Chapter 14 of 20 · 15 min

Code generation has distinct requirements: syntax accuracy, API knowledge, debugging capability, and readability. This chapter helps you select models optimized for programming tasks.

Code model requirements:

  1. Syntax accuracy: Generates valid Python, JavaScript, etc.
  2. API familiarity: Knows common library interfaces
  3. Context awareness: Uses provided code, not generic patterns
  4. Debugging capability: Reads error messages and suggests fixes

Benchmark-first selection:

Start with HumanEval and MBPP scores, but also test on your specific stack:

# code_benchmark.py
test_cases = [
    {
        "id": "pandas_cleanup",
        "prompt": "Write a function that takes a DataFrame with columns ['date', 'value'] and returns a DataFrame with missing dates filled and outliers (values > 3 std) removed.",
        "reference_implementation": True,
        "tests": [
            "test_df = pd.DataFrame(...)",
            "out = remove_outliers(fill_dates(in_df))",
            "assert len(out) > 0"
        ]
    },
    # Add cases specific to your codebase
]

Model selection by language:

Language Recommended models Notes
Python CodeLlama, Deepseek-Coder, Mistral Strong Python focus
JavaScript WizardCoder, CodeLlama React/Node APIs
General CodeLlama 70B Large, covers multiple languages

Code-specific optimizations:

Some models are fine-tuned specifically for code:

  • CodeLlama: Meta's code-specialized Llama variant, multiple sizes
  • Deepseek-Coder: Trained on code completion, strong results
  • StarCoder: Trained on GitHub with permissive licenses

These outperform general models of the same size on code tasks.

Quantization for code:

Code generation often tolerates lower quantization better than other tasks because:

  1. The answer is verifiable (run the code)
  2. Syntax errors are obvious failures
  3. Complex logic benefits from model quality over quantization precision

Use Q4_K_M as baseline, consider Q5_K_M if working on critical code.

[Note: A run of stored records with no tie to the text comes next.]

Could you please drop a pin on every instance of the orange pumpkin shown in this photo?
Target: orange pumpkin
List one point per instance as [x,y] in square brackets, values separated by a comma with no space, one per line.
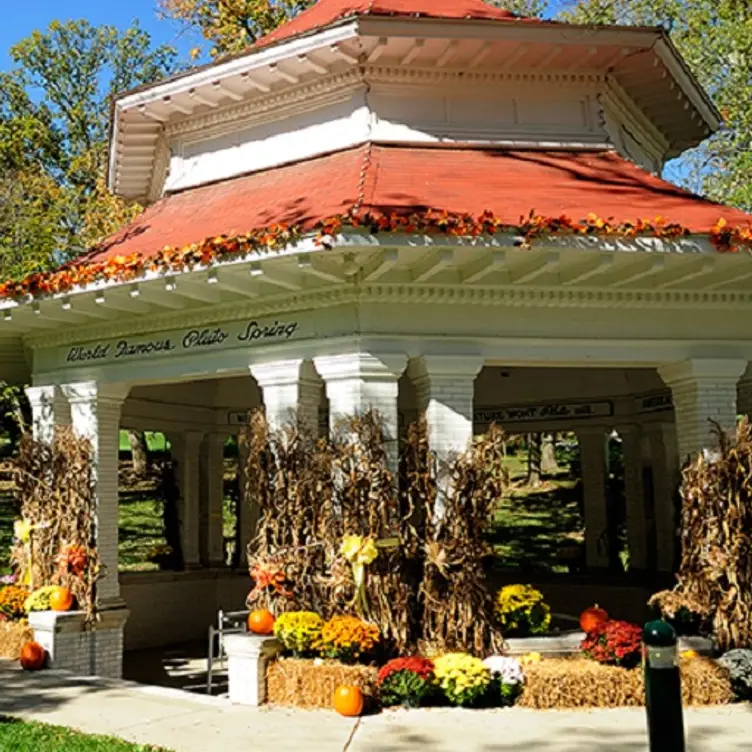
[61,599]
[261,621]
[592,617]
[348,700]
[33,656]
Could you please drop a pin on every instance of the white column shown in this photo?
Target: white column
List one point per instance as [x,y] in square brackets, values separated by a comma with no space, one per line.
[593,461]
[212,470]
[357,382]
[95,414]
[248,509]
[185,450]
[445,393]
[703,390]
[290,388]
[666,479]
[634,492]
[49,408]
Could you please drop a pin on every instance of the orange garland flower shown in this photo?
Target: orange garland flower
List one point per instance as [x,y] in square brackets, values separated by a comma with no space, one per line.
[425,222]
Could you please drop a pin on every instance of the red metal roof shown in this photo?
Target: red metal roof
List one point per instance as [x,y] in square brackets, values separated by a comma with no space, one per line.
[326,12]
[399,178]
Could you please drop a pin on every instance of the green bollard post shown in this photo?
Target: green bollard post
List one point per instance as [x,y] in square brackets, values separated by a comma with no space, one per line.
[662,688]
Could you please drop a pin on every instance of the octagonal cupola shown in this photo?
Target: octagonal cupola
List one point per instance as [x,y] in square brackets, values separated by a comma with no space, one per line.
[426,72]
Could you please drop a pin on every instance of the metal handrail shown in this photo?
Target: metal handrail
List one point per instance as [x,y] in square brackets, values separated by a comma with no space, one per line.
[228,622]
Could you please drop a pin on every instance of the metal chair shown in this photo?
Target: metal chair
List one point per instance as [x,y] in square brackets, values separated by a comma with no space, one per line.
[228,622]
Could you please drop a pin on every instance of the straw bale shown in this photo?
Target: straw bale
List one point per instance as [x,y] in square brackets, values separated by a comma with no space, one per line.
[310,684]
[13,635]
[581,683]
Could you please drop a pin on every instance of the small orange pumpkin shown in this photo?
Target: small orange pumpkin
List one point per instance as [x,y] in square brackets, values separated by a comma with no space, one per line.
[33,656]
[261,621]
[592,617]
[61,599]
[348,700]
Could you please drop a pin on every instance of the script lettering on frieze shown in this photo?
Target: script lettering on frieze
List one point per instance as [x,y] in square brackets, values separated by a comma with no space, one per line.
[548,412]
[251,333]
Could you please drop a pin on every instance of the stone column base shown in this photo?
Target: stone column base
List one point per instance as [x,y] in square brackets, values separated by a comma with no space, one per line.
[84,652]
[247,656]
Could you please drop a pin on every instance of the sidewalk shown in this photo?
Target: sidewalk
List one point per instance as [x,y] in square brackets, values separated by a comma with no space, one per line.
[187,722]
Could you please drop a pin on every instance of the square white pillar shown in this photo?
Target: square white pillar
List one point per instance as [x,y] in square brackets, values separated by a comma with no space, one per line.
[248,509]
[445,394]
[212,472]
[290,389]
[358,382]
[593,461]
[634,492]
[703,390]
[666,478]
[95,414]
[49,408]
[185,451]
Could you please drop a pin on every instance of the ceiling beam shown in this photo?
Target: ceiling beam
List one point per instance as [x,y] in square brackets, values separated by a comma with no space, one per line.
[548,263]
[589,270]
[378,49]
[481,268]
[319,268]
[447,54]
[413,52]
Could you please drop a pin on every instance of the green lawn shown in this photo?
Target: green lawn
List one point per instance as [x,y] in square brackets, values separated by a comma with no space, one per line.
[21,736]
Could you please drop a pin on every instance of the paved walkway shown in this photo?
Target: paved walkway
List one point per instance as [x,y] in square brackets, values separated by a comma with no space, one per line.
[191,723]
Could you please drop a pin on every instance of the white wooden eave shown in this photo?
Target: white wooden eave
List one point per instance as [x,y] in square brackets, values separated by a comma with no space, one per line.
[637,66]
[564,272]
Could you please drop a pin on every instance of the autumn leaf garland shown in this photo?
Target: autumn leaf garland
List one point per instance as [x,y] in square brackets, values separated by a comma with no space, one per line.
[275,237]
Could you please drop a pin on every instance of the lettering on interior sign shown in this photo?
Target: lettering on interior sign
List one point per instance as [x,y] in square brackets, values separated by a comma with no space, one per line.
[553,411]
[252,332]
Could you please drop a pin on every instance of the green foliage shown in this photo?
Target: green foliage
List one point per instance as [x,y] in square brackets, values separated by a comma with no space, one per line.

Local verification checkpoint

Run the smallest example from this chapter in a local workspace and record the package version, runtime, data path, and observed output. If the result depends on model size, vector count, CPU/GPU backend, or available memory, note that constraint beside the exercise so the lesson remains reproducible.

EXERCISE

Run a model on 5 real coding tasks from your current project. Measure syntax errors, API usage errors, and logical errors separately. Compare to HumanEval performance.